During a long journalistic career Barry Norman, who has died aged 83, perfected a flair for talking beguilingly about cinema to a mass television audience but in a way that did not make true aficionados wince. As the presenter and critic of BBC TV’s original Film 72 through to Film 98, he was knowledgeable without affectation, and he did not seem overawed by the industry’s leading lights.
Outside the BBC, his baggy-eyed good looks led to him being called by some “the thinking woman’s crumpet”. Within it, he was “Breezy Bazza”, and once, by John Wayne, he was labelled “a goddam liberal pinko faggot” – after Norman had laughed out loud at Wayne’s suggestion during a press conference that the US might consider bombing Moscow.
Norman never allowed such snipes to undermine his critical faculties. After trying his best to interview Arnold Schwarzenegger, he told a journalist that the star was “a humourless, self-satisfied clod”. After he had waited an hour and 40 minutes for Madonna to turn up for an interview at the Ritz, Paris, he walked out, saying that he could not have interviewed her politely. But even in such cases, he judged the films with fairness.
He was not intimidated by stardom. In the 1980s, he said of Give My Regards to Broad Street that Paul McCartney had apparently written the film script on the back of a postage stamp.
Film background
Norman was the son of the film producer and director Leslie Norman and his wife Elizabeth. Leslie was with Ealing Studios in the great days of the British film industry: he produced Mandy (1952) and The Cruel Sea (1953), and directed Dunkirk (1958) and The Long and the Short and the Tall (1961). But he believed that the business was crumbling and suggested that his son try newspapers instead.

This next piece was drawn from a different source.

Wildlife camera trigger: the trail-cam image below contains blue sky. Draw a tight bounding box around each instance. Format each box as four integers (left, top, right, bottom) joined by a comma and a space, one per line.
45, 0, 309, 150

So when Barry left Highgate school in north London, he went to cut his teeth on the Kensington Times. From there he progressed to the Daily Sketch as a reporter and then gossip columnist. He later joined the Daily Mail as a reporter and, later, show business editor.
Of the circumstances that led him out of print journalism and eventually into television in the 1970s, he wrote in his 1976 book, The Sundance Kid: “I was made redundant by the Daily Mail at about half-past nine on the night of Friday March 12th, 1971, and I mention this now not from any desire to brag but as a matter of historical fact. I should also like to take this opportunity to thank those responsible, whoever they may have been, for what at the time seemed an unkind – to say nothing of crass and insensitive – act; because from a professional point of view, making me redundant turned out to be quite the nicest thing the Daily Mail did for me in all the 13 years I worked for it.”
Leader writer
A Times executive took him to lunch and asked him to provide a weekly TV review. Having married another journalist, Diana Narracott, in 1957, Norman had a family with two daughters, Samantha and Emma, to support, and accepted £15 a week. His next job was as what he called “a sort of jobbing leader writer” on the Guardian, until the then editor, Alastair Hetherington, told him they had too many leader writers. The features editor, Peter Preston, appointed him as a columnist and Norman became the first journalist to write under his own name both for the Times and the Guardian – “a record of which I am insufferably proud”, he said later
Martin Jackson of the Daily Express, involved in running the television section of the Critics’ Circle, told him that the BBC2 discussion programme Late Night Line-Up was looking for someone to talk about the Circle’s nomination for TV play of the year. Norman obliged, and after that experience, Iain Johnstone, the producer of the BBC’s new show Film 72, asked him if he would like to present it.
He soon established a formula for the programme: Film 72 became Film 73, and so on, year after year, with Billy Taylor’s instrumental rendition of his song I Wish I Knew How It Would Feel to Be Free as the theme music, and in everyone’s mind it was Norman’s show. On BBC Radio 4 he also presented the Today programme (1974-76), and the travel programmes Going Places (1977-81) and Breakaway (1979-80).
He first realised he had become a celebrity when asked for his autograph while browsing in Brent Cross shopping centre, north London. In 1998, while renegotiating his contract with the BBC after doing the film programme for 26 years, Sky TV wooed him with a reported £350,000 salary. Norman said: “What a nice idea, to accept a new challenge at my age,” and stayed till 2001.
Norman’s wife Diana died in 2011. He is survived by Samantha and Emma, and by three grandsons.